Comment travaille-t-on un « VF » au niveau de l’écriture ? - Il y a d’abord une adaptation par rapport à ce qui est écrit et puis par rapport au « lipping ». Après, on revient dessus pour corriger des choses comme une négation qui n’est pas présente. C’est très très compliqué. Ça a été très long à faire, mais avec des gens qui avaient l’expérience. La Belgique est un pays du doublage. Plein d’acteurs belges vivent du doublage et du théâtre, et malheureusement pas de cinéma. C’est une culture très intéressante. Avec des plateformes de diffusion comme Netflix, la VF est aujourd’hui quelque chose d’indispensable.

Le « design sonore » du film est très surprenant. Comment l’avez-vous travaillé ? - L’avantage du film de genre, c’est qu’il permet d’être radical. J’ai travaillé avec Senjan Janssen qui avait créé l’ambiance sonore de KID de Fien Troch. Il n’y a pas de musique dans le film, ce ne sont que des ambiances sonores. On a essayé de rentré dans l’esprit du personnage de Jan Verbeek en mélangeant des sons, en les transformant voire en coupant totalement le son. On s’est amusé. C’est un vrai travail d’expérimentation de la part de Jan Janssen. J’ai l’impression que DODE HOEK est une réponse à LA MARCHE qui était très symphonique, très lumineux. Là, je suis dans quelque chose de plus radical, de moins naïf, dans la lumière aussi. Ça correspond peut-être à mon humeur plus pessimiste.

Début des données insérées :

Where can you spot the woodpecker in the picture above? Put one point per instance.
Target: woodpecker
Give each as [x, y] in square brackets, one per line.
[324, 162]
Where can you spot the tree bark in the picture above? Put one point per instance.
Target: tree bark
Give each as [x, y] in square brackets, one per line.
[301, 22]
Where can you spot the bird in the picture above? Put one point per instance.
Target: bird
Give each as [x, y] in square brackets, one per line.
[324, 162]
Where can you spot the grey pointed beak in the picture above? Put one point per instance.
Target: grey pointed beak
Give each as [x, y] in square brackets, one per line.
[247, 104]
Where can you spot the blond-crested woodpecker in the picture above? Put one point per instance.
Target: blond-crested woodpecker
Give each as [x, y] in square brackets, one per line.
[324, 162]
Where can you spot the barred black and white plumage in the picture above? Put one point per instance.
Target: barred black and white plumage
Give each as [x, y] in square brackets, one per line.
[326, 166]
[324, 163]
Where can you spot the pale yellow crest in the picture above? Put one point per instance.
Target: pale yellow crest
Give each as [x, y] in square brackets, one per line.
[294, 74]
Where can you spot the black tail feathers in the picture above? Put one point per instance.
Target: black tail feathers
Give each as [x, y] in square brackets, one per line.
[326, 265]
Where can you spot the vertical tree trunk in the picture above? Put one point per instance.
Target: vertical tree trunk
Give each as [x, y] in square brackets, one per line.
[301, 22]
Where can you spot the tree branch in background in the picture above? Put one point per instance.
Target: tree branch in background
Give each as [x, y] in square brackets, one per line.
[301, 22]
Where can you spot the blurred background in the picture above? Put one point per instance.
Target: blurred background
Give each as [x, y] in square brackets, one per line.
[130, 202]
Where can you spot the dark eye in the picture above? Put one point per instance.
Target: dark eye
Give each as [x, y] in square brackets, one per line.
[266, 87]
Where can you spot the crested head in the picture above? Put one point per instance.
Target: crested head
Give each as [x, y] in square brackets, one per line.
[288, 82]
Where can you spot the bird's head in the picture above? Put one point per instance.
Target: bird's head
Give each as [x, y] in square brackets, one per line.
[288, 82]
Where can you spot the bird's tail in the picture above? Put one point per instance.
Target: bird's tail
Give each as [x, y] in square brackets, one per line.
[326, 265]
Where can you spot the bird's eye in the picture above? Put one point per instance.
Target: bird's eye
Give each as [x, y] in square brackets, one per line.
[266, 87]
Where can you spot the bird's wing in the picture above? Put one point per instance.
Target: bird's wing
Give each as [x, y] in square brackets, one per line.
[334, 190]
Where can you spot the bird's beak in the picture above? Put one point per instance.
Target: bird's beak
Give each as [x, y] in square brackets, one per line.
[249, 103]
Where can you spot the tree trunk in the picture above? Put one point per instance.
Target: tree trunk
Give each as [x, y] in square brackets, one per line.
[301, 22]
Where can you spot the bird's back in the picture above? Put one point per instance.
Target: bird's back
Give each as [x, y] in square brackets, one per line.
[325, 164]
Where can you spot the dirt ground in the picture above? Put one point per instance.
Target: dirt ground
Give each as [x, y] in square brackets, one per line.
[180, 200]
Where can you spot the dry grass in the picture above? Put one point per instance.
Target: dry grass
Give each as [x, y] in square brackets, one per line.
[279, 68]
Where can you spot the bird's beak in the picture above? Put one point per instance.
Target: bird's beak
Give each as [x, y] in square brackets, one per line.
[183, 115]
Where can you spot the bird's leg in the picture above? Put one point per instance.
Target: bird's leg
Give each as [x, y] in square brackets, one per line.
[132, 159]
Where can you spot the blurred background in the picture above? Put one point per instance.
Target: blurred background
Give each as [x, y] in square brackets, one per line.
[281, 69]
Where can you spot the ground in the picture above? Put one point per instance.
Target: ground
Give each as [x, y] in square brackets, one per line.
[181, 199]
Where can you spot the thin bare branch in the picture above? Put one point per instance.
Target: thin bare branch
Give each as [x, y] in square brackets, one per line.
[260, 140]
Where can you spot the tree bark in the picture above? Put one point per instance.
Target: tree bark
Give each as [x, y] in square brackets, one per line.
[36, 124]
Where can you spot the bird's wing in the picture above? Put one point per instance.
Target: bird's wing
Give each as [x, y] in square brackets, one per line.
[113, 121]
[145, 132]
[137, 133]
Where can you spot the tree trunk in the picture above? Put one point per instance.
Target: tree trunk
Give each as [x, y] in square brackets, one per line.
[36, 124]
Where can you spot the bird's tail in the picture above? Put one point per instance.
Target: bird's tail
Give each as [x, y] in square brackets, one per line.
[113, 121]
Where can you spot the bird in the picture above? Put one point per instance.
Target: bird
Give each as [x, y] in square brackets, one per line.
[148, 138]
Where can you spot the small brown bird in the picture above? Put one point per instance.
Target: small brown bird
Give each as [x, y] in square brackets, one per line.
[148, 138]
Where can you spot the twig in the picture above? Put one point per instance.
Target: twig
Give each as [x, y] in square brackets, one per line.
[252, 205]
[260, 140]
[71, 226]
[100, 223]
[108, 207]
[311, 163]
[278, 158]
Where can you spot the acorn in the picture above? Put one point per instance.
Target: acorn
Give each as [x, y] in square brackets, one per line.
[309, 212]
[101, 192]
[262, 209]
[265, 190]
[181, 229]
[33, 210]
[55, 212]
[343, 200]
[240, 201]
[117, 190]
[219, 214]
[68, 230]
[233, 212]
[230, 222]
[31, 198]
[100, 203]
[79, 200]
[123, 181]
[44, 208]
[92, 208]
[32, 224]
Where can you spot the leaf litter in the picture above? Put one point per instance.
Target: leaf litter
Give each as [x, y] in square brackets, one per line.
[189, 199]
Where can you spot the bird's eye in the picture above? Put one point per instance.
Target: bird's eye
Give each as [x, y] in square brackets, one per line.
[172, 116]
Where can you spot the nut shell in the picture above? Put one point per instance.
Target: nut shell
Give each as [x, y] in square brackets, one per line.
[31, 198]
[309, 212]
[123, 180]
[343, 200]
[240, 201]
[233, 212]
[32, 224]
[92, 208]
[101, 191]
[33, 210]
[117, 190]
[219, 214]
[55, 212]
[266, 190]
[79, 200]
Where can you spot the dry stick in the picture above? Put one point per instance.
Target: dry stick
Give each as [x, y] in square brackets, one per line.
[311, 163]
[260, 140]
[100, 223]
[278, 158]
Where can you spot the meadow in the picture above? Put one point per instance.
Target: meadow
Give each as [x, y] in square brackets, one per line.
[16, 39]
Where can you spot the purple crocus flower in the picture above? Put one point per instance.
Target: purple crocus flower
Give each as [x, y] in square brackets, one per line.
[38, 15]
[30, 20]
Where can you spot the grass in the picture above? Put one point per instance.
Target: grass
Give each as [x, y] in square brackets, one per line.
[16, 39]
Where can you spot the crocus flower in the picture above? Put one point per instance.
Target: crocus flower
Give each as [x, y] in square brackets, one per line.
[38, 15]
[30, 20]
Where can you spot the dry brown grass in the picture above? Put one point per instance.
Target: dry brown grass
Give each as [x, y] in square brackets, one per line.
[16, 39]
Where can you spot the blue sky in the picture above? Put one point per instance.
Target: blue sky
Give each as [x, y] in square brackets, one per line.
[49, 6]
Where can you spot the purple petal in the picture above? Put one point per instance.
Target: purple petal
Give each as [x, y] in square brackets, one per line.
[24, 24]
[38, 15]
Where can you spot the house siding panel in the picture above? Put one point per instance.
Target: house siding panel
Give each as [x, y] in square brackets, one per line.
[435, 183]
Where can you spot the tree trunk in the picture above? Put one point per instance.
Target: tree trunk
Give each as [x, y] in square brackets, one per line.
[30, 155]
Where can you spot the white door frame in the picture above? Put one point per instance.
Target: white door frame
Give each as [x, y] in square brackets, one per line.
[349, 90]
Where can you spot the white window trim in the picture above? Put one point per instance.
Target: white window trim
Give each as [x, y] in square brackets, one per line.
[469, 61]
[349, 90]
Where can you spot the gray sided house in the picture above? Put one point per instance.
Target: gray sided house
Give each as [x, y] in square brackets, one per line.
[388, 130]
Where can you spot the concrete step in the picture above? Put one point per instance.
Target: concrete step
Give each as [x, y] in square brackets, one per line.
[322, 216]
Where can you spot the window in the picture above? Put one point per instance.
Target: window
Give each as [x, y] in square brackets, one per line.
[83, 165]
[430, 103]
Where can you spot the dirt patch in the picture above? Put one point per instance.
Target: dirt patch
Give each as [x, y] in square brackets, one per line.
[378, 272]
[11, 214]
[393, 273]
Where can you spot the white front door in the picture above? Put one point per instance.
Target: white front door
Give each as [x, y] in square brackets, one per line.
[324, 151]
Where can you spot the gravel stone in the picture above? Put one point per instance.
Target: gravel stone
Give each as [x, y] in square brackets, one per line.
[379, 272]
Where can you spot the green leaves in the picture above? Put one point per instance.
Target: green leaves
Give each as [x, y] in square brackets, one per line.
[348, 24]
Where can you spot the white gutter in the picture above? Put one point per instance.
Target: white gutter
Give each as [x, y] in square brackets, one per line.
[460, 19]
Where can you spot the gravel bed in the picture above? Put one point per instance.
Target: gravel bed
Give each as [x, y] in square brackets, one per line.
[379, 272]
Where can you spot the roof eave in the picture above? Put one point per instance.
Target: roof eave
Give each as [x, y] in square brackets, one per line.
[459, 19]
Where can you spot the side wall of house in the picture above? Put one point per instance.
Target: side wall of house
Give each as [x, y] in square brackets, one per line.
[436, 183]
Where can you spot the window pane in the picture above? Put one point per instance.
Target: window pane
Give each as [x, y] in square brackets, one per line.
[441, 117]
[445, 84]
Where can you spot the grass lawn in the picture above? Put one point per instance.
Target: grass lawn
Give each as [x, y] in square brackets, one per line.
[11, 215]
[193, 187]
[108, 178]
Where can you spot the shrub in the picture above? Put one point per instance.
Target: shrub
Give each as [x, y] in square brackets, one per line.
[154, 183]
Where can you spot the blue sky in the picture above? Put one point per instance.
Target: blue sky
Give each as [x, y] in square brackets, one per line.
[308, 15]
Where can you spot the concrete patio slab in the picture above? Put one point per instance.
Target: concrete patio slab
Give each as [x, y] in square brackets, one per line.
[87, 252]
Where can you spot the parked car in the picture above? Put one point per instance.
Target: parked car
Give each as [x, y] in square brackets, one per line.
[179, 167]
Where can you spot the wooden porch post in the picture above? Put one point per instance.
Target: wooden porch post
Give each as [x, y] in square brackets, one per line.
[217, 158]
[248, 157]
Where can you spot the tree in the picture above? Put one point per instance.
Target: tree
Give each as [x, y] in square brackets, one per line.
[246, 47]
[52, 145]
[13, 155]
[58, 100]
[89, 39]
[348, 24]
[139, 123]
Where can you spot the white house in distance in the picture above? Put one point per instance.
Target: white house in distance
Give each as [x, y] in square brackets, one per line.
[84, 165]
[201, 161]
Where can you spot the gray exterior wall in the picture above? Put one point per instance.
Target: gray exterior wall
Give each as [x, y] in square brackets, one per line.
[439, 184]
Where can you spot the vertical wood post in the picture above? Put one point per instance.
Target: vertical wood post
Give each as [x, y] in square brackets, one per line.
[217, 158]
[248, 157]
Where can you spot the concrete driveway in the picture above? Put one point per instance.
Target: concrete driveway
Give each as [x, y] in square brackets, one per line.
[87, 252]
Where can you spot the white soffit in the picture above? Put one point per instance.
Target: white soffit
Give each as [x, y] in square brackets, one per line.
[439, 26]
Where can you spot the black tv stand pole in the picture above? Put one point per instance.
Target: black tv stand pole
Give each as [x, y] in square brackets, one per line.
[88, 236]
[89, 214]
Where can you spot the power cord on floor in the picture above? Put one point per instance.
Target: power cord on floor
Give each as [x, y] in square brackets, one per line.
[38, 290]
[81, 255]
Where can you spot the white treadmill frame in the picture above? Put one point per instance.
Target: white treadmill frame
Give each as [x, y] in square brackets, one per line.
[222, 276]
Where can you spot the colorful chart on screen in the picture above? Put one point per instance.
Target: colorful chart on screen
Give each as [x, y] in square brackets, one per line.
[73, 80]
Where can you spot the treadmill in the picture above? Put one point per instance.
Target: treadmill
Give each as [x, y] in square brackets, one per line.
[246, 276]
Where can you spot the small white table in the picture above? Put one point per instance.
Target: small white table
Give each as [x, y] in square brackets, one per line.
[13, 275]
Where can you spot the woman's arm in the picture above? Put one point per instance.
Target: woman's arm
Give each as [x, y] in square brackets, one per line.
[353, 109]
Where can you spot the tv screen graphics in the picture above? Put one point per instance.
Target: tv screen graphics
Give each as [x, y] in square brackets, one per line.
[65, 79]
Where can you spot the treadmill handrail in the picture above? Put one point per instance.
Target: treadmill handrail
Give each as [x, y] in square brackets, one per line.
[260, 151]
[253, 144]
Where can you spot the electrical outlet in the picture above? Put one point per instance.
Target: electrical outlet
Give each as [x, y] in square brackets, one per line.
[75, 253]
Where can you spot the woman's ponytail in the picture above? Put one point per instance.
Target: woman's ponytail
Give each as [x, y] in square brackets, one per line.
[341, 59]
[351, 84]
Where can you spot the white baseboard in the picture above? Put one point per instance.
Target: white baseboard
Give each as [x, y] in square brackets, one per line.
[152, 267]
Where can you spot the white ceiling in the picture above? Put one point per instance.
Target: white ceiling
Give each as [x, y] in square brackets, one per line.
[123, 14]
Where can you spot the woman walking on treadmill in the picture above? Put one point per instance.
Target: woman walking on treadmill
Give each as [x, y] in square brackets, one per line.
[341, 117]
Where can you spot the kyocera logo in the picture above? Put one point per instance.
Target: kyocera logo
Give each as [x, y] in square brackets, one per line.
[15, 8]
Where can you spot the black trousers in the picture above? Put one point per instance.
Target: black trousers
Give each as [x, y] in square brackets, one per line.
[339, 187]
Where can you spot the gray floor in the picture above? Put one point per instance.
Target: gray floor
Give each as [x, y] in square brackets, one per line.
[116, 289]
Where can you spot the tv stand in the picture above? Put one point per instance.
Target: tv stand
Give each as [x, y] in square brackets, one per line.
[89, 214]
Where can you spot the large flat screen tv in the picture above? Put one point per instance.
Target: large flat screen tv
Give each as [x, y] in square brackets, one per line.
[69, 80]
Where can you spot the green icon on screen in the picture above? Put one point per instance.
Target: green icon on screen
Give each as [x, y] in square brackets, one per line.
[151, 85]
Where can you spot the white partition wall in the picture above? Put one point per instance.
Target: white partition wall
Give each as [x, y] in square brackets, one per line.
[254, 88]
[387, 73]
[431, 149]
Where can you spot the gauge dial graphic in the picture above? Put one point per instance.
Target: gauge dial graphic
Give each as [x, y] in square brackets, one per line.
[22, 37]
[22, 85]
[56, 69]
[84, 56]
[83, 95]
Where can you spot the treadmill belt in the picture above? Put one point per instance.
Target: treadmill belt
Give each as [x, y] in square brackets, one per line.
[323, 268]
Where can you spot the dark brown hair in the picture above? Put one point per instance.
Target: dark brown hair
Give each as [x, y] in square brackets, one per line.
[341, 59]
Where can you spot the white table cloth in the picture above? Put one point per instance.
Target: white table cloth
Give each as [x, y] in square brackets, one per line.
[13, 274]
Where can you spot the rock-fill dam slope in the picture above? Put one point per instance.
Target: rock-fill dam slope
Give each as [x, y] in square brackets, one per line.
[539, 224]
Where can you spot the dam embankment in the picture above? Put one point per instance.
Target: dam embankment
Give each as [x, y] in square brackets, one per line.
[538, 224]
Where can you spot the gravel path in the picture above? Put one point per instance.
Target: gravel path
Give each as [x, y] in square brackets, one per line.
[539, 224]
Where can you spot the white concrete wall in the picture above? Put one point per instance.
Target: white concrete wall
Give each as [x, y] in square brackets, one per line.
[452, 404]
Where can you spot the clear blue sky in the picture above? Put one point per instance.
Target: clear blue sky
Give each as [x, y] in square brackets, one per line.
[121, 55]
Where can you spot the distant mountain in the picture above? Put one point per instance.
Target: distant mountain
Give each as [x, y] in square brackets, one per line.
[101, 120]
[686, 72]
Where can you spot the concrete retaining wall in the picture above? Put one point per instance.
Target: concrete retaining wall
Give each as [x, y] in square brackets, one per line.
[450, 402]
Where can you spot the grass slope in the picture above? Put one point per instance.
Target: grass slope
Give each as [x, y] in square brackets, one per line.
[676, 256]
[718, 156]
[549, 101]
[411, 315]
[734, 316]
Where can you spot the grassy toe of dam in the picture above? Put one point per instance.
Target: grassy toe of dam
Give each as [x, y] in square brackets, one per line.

Le cadrage est très impressionnant, notamment les choix d’axe et de regard. Si on est fondus au ressenti du protagoniste, on entre dans un jeu d’observation très dynamique. - Ça a été un grand plaisir à faire. C’est tout le travail avec l’équipe technique et, pour le coup, avec le chef opérateur Robrecht Heyvaert. C’est la première fois que je travaille avec lui. Il a fait la photo de BLACK et de D’ARDENNEN. En oubliant toutes les références, on s’est dit qu’il fallait qu’on aille au bout de l’esthétique du film noir. Je n’ai jamais autant préparé un film avec un chef op. C’était presque un retour à l’école sur comment découper un film. Le personnage prête à ça : il a peur et il est parano, ce qui permet de s’amuser. (…) J’ai vraiment pris du plaisir à prendre le temps de préparer le film dont je suis aussi producteur. J’ai pu décider moi-même du temps que j’allais consacrer à ça. J’ai aussi pris, en grande partie, une nouvelle équipe et, du coup, ce ne sont plus les mêmes codes. Et j’ai tout réappris, ce qui est super.